Thursday, 12 November 2009

Enigma Action Tales

     Oi, leitor.

     Enigma Action Tales é um jogo e também um universo ficcional complexo, e cada história em separado é uma cena para entendermos sua grandeza.

     Siga para nosso Wiki para ter uma visão geral melhor.

             www.actiontales.com.br

     Action Tales é o universo onde O Jogo acontece.

     Eu também me dedico a romances, por isso irá haver uma pausa aqui no blug, para que eu consiga terminar o primeiro livro dos romances, e serão cinco mais alguns spin offs.

     Vamos pensar na Teoria do Jogador, para começar ao ponto.

     A Teoria do Jogador diz que todos nós somos personagens, e que há um Jogador com uma ficha de personagem rolando dados para as nossas ações, interferindo no que queremos, pensamos e até mesmo conseguindo errar, quando tínhamos a certeza do sucesso.

     O inverso disso quer dizer que estamos separados, nossas almas estão vivas em muitos personagens, e devemos reunir nossas almas para nos compreender melhor.

     Isso tudo é lenda, porque na prática a Magia é inteligente e sabe o que faz.

             -- A Magia? A Magia está em todo lugar.

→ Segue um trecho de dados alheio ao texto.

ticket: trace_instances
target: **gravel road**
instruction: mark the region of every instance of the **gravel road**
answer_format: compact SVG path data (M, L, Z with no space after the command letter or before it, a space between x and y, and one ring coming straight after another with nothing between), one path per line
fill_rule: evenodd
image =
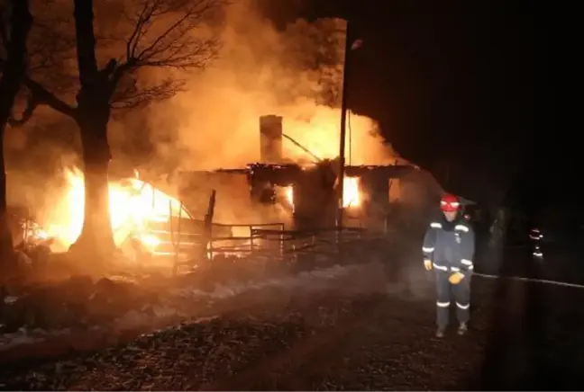
M0 370L10 391L580 390L582 290L473 281L471 330L433 338L432 298L333 290Z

     Eu faço questão de focar em histórias durante o texto offgame. Isso é lindo. Será feito, mas estou ainda trabalhando em como fazer essa parte da narrativa.

     Durante muito tempo, eu mestrei na rua, em Beaga, sem me preocupar.

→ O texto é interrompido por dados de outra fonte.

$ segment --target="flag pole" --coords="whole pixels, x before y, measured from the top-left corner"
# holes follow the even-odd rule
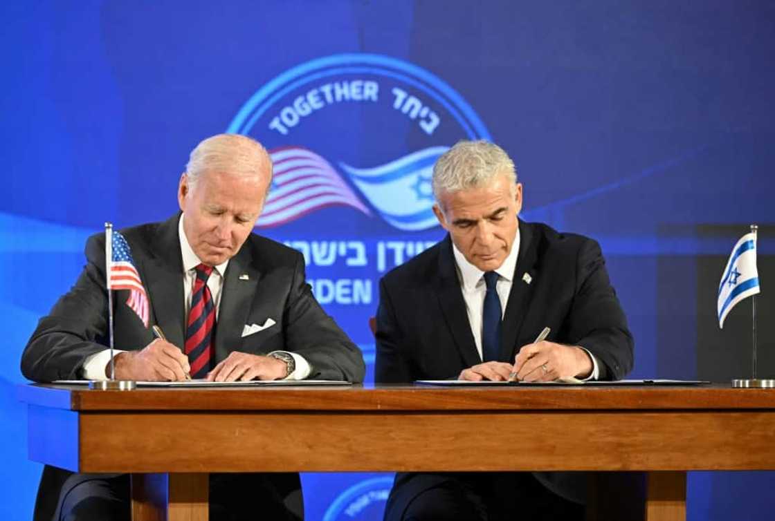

     Mestrar na rua, hoje em dia, é normal na região onde eu moro. Mas bem, a maioria dos grupos prefere a tranquilidade de estar em casa, sem observadores.

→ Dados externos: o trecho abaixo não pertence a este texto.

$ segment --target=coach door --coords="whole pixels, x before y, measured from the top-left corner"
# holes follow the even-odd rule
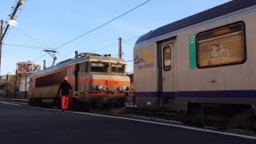
[[[162,52],[162,104],[168,104],[174,96],[174,49],[176,42],[167,42],[161,45]]]

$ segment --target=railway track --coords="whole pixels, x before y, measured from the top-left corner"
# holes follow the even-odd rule
[[[24,105],[28,106],[28,102],[25,100],[14,100],[14,99],[0,99],[2,102],[7,102],[14,104]],[[35,106],[33,106],[34,107]],[[39,107],[46,107],[45,106],[39,106]],[[57,107],[53,109],[58,109]],[[71,111],[84,111],[83,110],[70,110]],[[105,115],[110,115],[110,116],[120,116],[130,118],[138,118],[142,120],[149,120],[149,121],[154,121],[154,122],[167,122],[171,124],[181,125],[181,126],[193,126],[195,128],[203,128],[206,130],[218,130],[221,132],[226,132],[226,133],[232,133],[237,134],[243,134],[243,135],[249,135],[256,137],[256,131],[254,130],[242,130],[242,129],[230,129],[230,130],[223,130],[218,129],[217,127],[209,126],[198,126],[198,125],[188,125],[183,124],[181,121],[181,118],[178,114],[177,113],[166,113],[163,111],[158,111],[156,113],[155,111],[143,111],[143,110],[138,110],[134,109],[109,109],[109,110],[89,110],[86,112],[98,114],[105,114]]]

     O ano é 2056 tka, no início do primeiro mês, agora já acalmando os ânimos do calor do verão, e vemos uma Twig Tkji Koki triste, mas sem que ela perceba estamos aqui falando dela.
     Um dia muito comum começa, este dia Sete, no início do ano.
     E é o aniversário dela, a propósito.
     Ela acorda e começa a se levantar sem nenhuma expectativa, sabendo que as enfermeiras que tomam conta do Orfanato de Santa Ilóine não vão se importar se tem festa de aniversário ou se não tem.
     -- Acorda! -- tum-tum-tum, a enfermeira bate à porta -- Acorda! Você tem de limpar os gramados, e ai de você se deixar uma única folha.
     E então, Twig respira fundo e vai, para o que parece um dia qualquer. Limpar o gramado. Limpar a mansão. Lavar os pratos. Sem sorriso. Sem nenhum cumprimento. Nada vai mudar. Nunca. Sua vida está em perigo. Sem que ela saiba, fora o fato de que ela não pertence mais ao mundo do orfanato, e mais, sem que o Agente Social tenha a menor noção de tudo o que está para acontecer, ela está crescendo e fazendo onze anos hoje. Sua vida vai mudar, para sempre, e sem ponte para voltar atrás.
     Ela sonha acordada, neste dia tedioso.
     De noite, deitada, às nove horas, Twig desenha uma estrela de cinco pontas diante do travesseiro e imagina uma vela, para fazer um desejo, e suavemente sopra a vela invisível, aí -- Feliz aniversário, Twig,... -- ela deseja solitária a si mesma.
     E então, ela vai dormir

     Acredito que o RPG tem muito a evoluir, bem como os sistemas de narrativa, principalmente os que se dizem genéricos.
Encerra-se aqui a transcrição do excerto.